For the fourth time in its history, the University has selected two students to speak at Commencement in May, the school’s marshal said last week.
Graduate student Cosmin Florescu and undergraduate student Naomi Rapp were chosen after a team of judges – including various University officials and one student – heard their speeches at an audition two weeks ago.
“In the years that we pick two students, it is because we can not pick between the two students,” Kasle said. “This happens because the judges always feel that the two students are so good and different from each other, that to chose one over the other would do a disservice.”
While she said all of the students who auditioned were extremely talented, Florescu and Rapp “jumped off the page” because of their unique speaking styles and life experiences.
Florescu and Rapp were chosen out of a pool of 11 student competitors from every larger school within the University, Kasle said. She added that one of the candidates was a future radiologist, two were veterans and another has been “literally all over the world.”
Florescu, a master’s candidate in both global health and international development, said he wants to be a doctor so he can “help people help themselves.”
“In my undergrad I had this dream of joining Doctors Without Borders to save the world,” Florescu said. “Now, after spending time in Ethiopia and talking with the doctors there, I want to teach local doctors so I can reach more people.”
Born in Romania during the height of communism, Florescu and his family immigrated to southern California when he was 10 years old.
“My parents wanted more for my brother and me,” he said. “I’ve lived in a world where the government controlled everything, but I’m American now.”

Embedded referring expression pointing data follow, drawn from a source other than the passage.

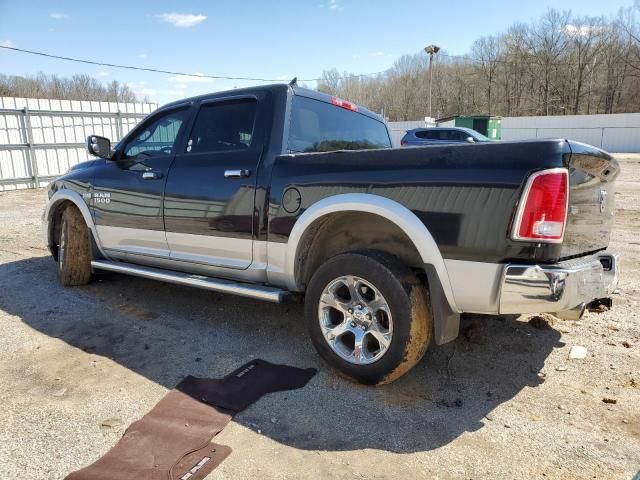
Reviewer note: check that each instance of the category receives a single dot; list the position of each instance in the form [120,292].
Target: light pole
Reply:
[431,50]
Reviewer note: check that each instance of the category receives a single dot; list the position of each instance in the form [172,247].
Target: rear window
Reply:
[322,127]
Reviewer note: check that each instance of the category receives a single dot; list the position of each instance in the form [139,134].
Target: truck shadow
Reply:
[165,332]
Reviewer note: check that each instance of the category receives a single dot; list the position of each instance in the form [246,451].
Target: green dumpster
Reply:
[488,125]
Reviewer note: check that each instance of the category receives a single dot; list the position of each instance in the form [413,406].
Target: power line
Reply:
[169,72]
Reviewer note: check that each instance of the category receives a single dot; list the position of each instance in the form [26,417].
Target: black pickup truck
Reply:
[280,192]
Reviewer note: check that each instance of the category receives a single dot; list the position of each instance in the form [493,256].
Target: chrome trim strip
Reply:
[362,202]
[227,252]
[133,240]
[259,292]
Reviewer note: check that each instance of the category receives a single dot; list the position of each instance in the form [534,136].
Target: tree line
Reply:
[559,65]
[78,87]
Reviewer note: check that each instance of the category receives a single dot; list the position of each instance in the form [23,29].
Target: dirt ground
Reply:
[502,401]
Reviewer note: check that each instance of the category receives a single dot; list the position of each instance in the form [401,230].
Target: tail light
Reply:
[542,213]
[339,102]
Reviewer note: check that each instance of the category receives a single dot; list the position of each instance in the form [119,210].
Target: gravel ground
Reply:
[503,401]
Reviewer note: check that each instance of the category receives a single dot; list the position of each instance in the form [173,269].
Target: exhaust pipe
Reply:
[575,313]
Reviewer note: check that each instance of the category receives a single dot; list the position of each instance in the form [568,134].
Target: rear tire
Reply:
[368,316]
[74,249]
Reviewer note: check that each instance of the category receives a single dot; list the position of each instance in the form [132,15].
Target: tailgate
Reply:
[592,174]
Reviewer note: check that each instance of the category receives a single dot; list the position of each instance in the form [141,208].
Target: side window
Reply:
[460,135]
[223,126]
[318,126]
[158,137]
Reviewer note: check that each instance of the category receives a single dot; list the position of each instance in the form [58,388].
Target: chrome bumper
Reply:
[560,287]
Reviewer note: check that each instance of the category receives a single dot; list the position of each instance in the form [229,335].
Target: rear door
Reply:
[209,195]
[127,193]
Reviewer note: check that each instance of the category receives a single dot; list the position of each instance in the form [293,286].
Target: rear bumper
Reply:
[559,287]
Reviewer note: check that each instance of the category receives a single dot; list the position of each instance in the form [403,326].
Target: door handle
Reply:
[243,173]
[151,175]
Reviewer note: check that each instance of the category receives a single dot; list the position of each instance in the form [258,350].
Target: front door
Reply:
[209,196]
[127,193]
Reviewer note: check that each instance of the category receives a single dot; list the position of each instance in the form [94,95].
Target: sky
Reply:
[267,39]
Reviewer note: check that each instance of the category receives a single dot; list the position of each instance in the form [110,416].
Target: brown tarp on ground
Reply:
[173,440]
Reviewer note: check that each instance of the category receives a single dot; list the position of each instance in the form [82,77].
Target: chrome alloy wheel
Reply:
[355,320]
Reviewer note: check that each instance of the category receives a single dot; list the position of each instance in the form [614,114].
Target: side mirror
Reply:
[99,146]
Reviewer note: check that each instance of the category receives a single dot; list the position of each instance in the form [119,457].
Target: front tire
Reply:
[368,316]
[74,249]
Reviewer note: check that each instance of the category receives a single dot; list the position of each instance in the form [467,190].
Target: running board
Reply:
[260,292]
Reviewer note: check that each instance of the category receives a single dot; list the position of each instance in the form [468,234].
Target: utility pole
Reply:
[431,50]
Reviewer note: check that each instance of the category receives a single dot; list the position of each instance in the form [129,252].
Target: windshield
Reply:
[318,126]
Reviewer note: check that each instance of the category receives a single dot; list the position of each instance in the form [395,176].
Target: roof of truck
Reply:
[275,88]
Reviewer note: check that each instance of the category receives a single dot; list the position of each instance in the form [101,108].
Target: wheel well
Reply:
[55,223]
[347,231]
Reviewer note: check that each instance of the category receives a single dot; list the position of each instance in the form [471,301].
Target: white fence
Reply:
[41,139]
[619,132]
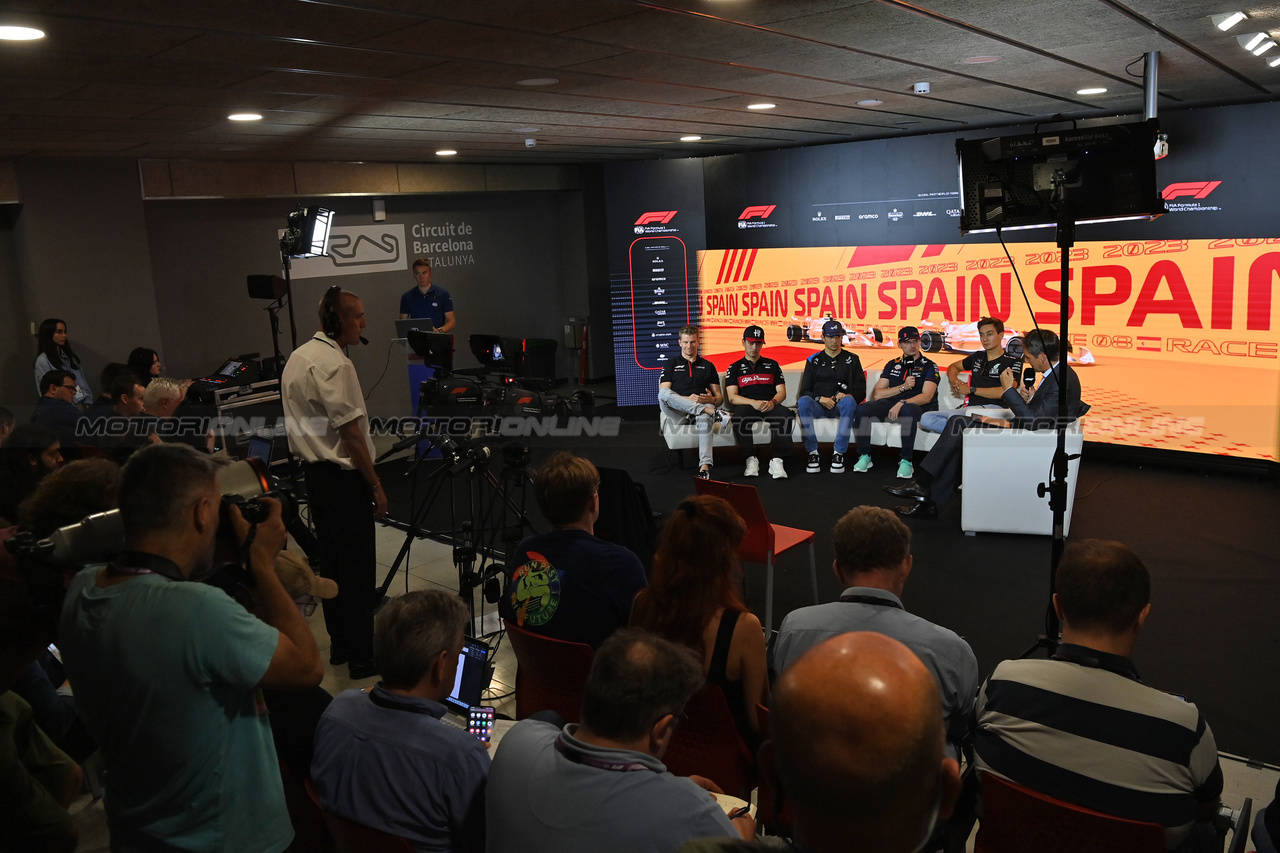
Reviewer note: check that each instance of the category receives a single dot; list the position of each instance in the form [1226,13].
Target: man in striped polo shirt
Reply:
[1084,729]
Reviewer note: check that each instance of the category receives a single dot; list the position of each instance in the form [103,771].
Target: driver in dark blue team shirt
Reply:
[426,300]
[755,387]
[984,368]
[568,584]
[908,387]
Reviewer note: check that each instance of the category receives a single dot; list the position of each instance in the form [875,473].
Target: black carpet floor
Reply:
[1210,541]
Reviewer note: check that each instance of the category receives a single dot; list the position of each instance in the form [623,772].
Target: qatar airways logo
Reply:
[755,215]
[656,222]
[1185,196]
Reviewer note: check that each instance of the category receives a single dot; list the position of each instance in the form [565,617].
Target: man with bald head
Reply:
[858,749]
[873,561]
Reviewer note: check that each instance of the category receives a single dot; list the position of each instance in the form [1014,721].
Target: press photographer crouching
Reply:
[165,671]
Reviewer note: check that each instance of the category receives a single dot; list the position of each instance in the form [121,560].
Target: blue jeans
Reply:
[808,409]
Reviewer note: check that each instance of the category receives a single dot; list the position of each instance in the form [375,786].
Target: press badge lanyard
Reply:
[580,757]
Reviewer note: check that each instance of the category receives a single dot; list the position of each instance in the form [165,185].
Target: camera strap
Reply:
[140,562]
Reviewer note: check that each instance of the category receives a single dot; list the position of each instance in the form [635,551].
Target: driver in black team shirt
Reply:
[755,387]
[984,368]
[689,391]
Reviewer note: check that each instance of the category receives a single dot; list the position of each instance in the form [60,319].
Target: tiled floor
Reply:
[430,565]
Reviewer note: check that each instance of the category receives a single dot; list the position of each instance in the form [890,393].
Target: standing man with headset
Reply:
[426,300]
[329,432]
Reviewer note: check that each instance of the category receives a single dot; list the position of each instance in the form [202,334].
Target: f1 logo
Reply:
[1193,188]
[657,217]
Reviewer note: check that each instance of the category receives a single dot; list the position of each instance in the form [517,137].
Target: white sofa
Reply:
[1002,469]
[681,436]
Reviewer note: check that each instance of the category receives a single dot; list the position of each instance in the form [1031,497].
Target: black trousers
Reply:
[778,420]
[342,510]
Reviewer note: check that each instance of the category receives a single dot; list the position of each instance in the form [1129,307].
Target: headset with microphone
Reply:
[330,322]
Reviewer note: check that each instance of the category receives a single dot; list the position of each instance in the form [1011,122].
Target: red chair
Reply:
[549,674]
[1016,819]
[356,838]
[707,743]
[777,821]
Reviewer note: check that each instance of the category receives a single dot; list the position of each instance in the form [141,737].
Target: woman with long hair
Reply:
[693,598]
[145,364]
[56,354]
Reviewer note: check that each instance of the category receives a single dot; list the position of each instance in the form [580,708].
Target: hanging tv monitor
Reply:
[1105,173]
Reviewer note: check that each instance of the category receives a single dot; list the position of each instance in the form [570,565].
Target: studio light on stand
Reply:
[306,236]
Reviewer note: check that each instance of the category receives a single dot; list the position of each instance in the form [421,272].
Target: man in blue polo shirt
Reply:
[428,301]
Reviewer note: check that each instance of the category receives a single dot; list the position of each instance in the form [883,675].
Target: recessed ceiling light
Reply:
[1228,21]
[1251,40]
[21,33]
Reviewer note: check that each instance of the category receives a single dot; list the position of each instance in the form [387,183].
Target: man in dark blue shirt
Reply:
[428,301]
[755,387]
[568,584]
[908,387]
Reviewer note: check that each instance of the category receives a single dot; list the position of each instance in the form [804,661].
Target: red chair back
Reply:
[549,675]
[760,537]
[356,838]
[1016,819]
[707,743]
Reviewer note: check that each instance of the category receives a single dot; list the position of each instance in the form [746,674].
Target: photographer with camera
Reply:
[165,671]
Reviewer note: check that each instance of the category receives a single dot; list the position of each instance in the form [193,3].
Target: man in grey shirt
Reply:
[600,784]
[873,560]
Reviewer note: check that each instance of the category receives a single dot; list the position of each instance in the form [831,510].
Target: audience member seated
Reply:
[600,784]
[31,452]
[568,584]
[384,758]
[37,783]
[161,400]
[56,354]
[858,748]
[1082,726]
[873,561]
[145,364]
[693,598]
[126,429]
[165,673]
[7,423]
[55,410]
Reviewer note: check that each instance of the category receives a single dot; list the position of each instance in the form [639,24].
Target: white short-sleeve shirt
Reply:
[320,392]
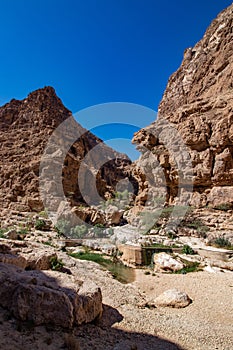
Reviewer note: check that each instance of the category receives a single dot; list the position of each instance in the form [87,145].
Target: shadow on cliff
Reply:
[102,336]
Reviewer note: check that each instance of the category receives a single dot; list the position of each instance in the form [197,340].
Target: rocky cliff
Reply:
[198,104]
[25,130]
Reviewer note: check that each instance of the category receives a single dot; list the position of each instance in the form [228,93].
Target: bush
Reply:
[40,224]
[98,230]
[187,250]
[44,214]
[2,231]
[79,231]
[222,242]
[23,231]
[56,264]
[223,207]
[62,227]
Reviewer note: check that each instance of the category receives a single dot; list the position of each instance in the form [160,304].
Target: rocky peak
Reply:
[198,104]
[41,108]
[206,70]
[25,128]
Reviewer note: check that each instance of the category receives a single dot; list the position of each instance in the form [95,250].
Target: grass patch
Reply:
[190,266]
[122,273]
[222,242]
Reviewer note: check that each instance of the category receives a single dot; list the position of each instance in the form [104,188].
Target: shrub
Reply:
[40,224]
[187,250]
[98,230]
[222,242]
[2,231]
[56,264]
[23,231]
[62,227]
[223,207]
[44,214]
[79,231]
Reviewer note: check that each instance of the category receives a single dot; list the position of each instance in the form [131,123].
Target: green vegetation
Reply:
[48,243]
[223,207]
[187,250]
[40,224]
[79,231]
[44,214]
[222,242]
[190,267]
[56,264]
[199,226]
[23,231]
[2,231]
[118,270]
[98,258]
[62,227]
[98,230]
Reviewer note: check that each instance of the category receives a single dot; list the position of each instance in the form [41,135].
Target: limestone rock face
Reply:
[25,129]
[198,103]
[173,298]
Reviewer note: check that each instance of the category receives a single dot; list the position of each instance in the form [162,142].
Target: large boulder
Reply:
[173,298]
[48,297]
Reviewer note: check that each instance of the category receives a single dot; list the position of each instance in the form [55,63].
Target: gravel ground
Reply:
[129,324]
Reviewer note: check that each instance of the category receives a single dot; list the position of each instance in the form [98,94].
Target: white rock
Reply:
[173,298]
[164,261]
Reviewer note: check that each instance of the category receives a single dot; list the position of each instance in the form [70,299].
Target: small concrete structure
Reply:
[132,255]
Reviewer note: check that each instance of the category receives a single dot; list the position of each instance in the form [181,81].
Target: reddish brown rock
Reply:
[25,129]
[198,103]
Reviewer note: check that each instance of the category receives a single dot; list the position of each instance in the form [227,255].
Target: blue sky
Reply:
[98,51]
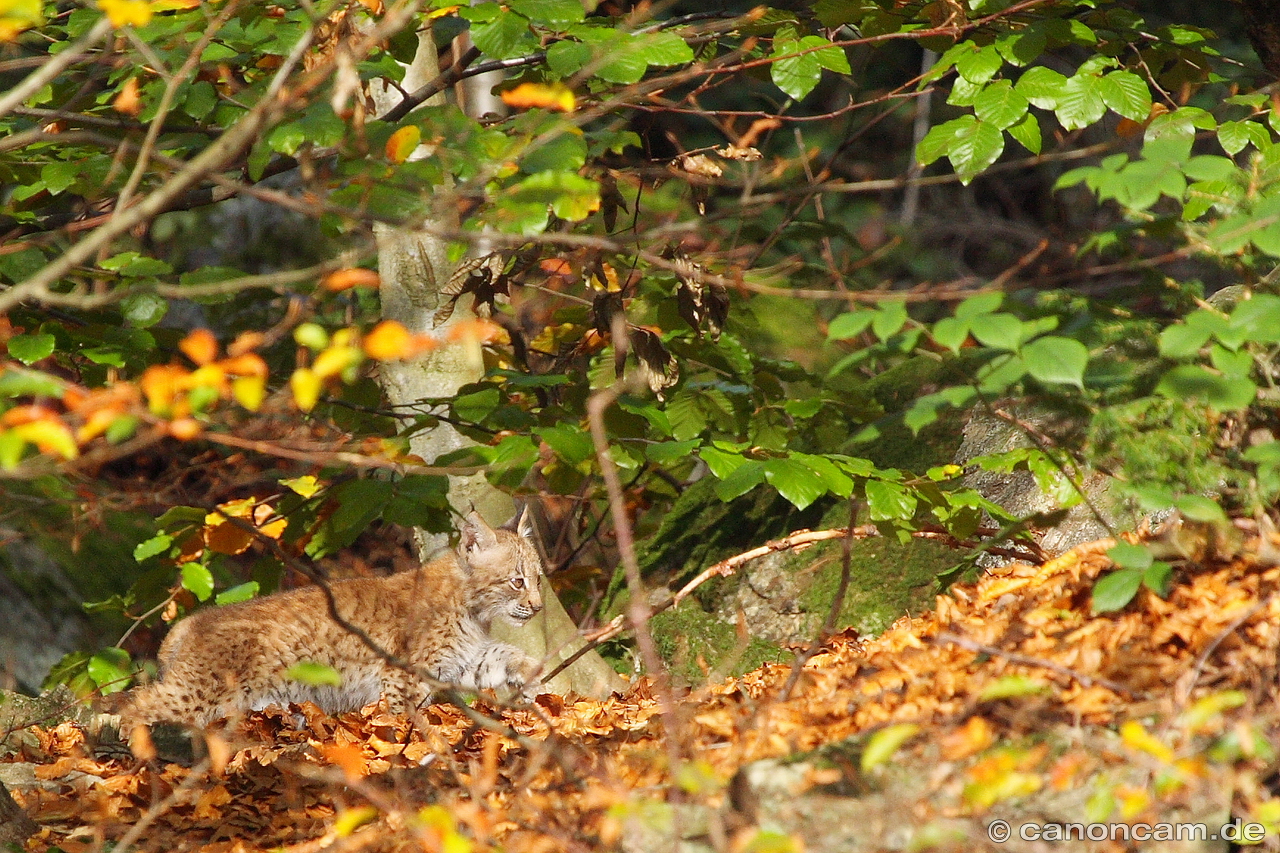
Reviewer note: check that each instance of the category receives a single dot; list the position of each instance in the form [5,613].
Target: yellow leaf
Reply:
[306,388]
[250,391]
[387,341]
[50,437]
[334,360]
[553,96]
[1134,737]
[306,486]
[123,13]
[402,142]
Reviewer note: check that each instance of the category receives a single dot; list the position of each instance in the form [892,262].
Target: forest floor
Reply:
[1008,708]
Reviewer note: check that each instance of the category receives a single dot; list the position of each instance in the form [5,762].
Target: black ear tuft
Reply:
[522,521]
[475,534]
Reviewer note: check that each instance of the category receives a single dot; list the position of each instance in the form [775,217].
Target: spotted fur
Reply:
[224,661]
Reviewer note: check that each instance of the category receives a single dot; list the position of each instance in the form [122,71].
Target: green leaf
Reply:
[890,319]
[794,480]
[144,310]
[1079,103]
[28,383]
[850,325]
[1130,556]
[237,593]
[30,349]
[1056,360]
[568,195]
[566,58]
[197,580]
[151,547]
[979,305]
[504,37]
[1000,105]
[110,670]
[1027,133]
[951,333]
[1210,168]
[1125,94]
[882,744]
[1116,589]
[1159,578]
[974,149]
[667,49]
[940,138]
[1041,86]
[741,479]
[671,452]
[1197,507]
[474,407]
[314,674]
[570,441]
[1013,687]
[1193,382]
[135,265]
[554,13]
[888,501]
[794,73]
[979,64]
[999,331]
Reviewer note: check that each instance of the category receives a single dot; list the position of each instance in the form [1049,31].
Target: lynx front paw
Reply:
[507,669]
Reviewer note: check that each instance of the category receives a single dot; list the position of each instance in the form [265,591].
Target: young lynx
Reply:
[229,660]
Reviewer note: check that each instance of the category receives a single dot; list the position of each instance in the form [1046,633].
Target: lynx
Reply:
[224,661]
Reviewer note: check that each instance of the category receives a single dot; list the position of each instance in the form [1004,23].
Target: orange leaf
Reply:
[402,142]
[388,341]
[347,757]
[128,103]
[245,365]
[553,96]
[344,279]
[200,346]
[49,436]
[186,429]
[227,537]
[161,383]
[479,329]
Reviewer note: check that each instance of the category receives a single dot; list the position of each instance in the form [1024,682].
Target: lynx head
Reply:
[504,569]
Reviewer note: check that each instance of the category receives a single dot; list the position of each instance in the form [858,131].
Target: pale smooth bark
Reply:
[414,267]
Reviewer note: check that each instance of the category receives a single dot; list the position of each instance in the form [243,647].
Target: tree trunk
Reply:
[414,267]
[1262,26]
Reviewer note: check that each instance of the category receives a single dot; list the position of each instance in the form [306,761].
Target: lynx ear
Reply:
[525,523]
[476,536]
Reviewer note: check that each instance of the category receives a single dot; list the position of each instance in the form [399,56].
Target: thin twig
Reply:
[1187,682]
[1027,660]
[837,605]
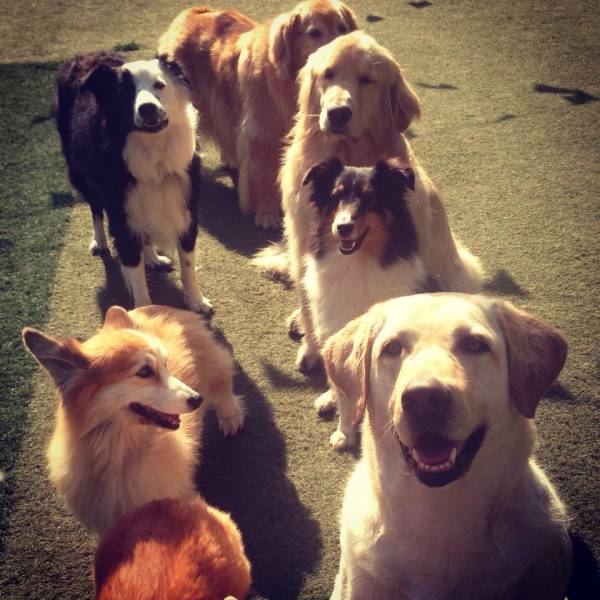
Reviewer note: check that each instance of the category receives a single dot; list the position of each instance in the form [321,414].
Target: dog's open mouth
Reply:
[155,416]
[350,246]
[437,461]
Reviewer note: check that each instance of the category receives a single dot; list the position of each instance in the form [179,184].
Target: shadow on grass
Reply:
[246,476]
[219,215]
[503,283]
[573,95]
[585,577]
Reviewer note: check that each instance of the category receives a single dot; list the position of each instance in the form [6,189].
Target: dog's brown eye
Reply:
[145,372]
[475,344]
[392,348]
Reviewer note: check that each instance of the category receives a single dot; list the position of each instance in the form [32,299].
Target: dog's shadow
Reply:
[219,215]
[246,476]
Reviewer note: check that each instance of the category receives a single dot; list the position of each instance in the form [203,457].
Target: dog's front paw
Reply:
[160,263]
[201,305]
[340,441]
[307,359]
[325,403]
[97,248]
[231,418]
[268,221]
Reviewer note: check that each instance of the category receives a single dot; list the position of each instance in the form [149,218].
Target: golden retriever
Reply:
[447,501]
[171,549]
[243,85]
[354,104]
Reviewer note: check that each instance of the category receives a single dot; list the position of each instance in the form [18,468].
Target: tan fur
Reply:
[498,530]
[171,549]
[243,85]
[103,458]
[382,110]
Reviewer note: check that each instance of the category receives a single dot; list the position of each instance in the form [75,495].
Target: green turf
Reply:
[510,133]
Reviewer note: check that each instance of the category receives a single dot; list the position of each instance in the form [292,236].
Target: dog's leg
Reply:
[196,301]
[154,260]
[99,244]
[345,436]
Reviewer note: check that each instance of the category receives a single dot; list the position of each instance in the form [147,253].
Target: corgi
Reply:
[173,549]
[363,250]
[130,406]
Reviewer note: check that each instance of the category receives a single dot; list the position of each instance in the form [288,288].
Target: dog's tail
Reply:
[273,260]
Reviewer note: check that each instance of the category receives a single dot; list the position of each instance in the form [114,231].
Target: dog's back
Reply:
[172,549]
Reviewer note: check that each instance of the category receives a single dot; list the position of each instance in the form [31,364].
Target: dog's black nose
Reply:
[345,229]
[149,111]
[339,116]
[427,403]
[195,401]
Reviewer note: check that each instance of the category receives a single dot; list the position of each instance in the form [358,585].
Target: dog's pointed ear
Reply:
[536,353]
[322,176]
[118,318]
[392,173]
[404,101]
[282,37]
[63,359]
[174,70]
[349,18]
[347,358]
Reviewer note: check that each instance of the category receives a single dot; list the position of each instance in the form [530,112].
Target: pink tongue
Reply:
[433,449]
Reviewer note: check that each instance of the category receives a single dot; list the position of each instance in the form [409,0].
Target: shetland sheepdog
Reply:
[364,249]
[128,137]
[173,550]
[130,407]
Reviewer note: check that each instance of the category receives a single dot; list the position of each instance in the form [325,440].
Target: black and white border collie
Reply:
[128,136]
[364,249]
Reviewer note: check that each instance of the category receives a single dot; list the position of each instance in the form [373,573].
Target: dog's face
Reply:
[362,209]
[294,36]
[353,84]
[151,93]
[442,375]
[118,374]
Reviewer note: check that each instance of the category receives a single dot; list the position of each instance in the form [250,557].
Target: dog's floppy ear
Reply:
[392,174]
[404,102]
[175,70]
[347,358]
[118,318]
[323,177]
[536,353]
[282,36]
[61,358]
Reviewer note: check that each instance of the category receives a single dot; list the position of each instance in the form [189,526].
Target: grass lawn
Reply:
[511,135]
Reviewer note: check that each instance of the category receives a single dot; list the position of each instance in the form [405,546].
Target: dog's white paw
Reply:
[268,221]
[231,418]
[307,359]
[201,305]
[159,263]
[97,248]
[340,441]
[325,403]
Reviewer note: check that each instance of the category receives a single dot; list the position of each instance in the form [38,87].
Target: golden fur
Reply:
[356,72]
[172,550]
[493,526]
[104,458]
[243,85]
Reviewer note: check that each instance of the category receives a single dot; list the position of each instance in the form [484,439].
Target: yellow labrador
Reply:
[447,501]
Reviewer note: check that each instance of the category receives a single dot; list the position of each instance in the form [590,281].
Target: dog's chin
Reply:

He obtained an undergraduate degree at the University of Southern California and chose GW because he liked its capstone and fellowship programs. He has used these programs, in the Elliott School of International Affairs and School of Public Health and Health Services, to study in Mozambique and to assist in running a development program in Ethiopia.
While he refused to give away any details of his speech, Florescu said he plans on blending his past with the current sense of hopelessness about the economy and future to show students that they can overcome anything, saying “we have gone through worse before.”
Rapp said she has yet to submit a single job application, though she is graduating in less than a month.
“I want to travel, to take some time for myself,” said the senior, who is majoring in biomedical engineering. “I’m already planning a trip to Iceland.”
Kasle said Rapp stood out from the crowd because of the earnest humility that came across during her speech.
As a student in engineering, a field dominated by men, Rapp has worked to reach out to other females in the School of Engineering and Applied Science.
“My friends started a female engineering sorority, Alpha Omega Epsilon, that is a place where females can feel safe in such a male-dominated field,” the Chicago native said. “We have about a fourth of all the engineering girls now.”
Rapp said she is working to break the gender stereotype.
“Still boys will often go to other guys for homework help because the stereotypes still exist that boys are smarter than girls,” she said.
Rapp said she is surprised she was chosen to be one of the University’s Commencement speakers, but is working hard on presenting a message for the entire University. She said she is working hard to avoid the “geeky jokes that only the engineers will get.”
“Students are worried about finding jobs,” Rapp said. “I want my speech to be about what is next.”
The Commencement ceremony will take place May 17 on the National Mall and will include remarks by White House Chief of Staff Rahm Emanuel, University President Steven Knapp and other University officials.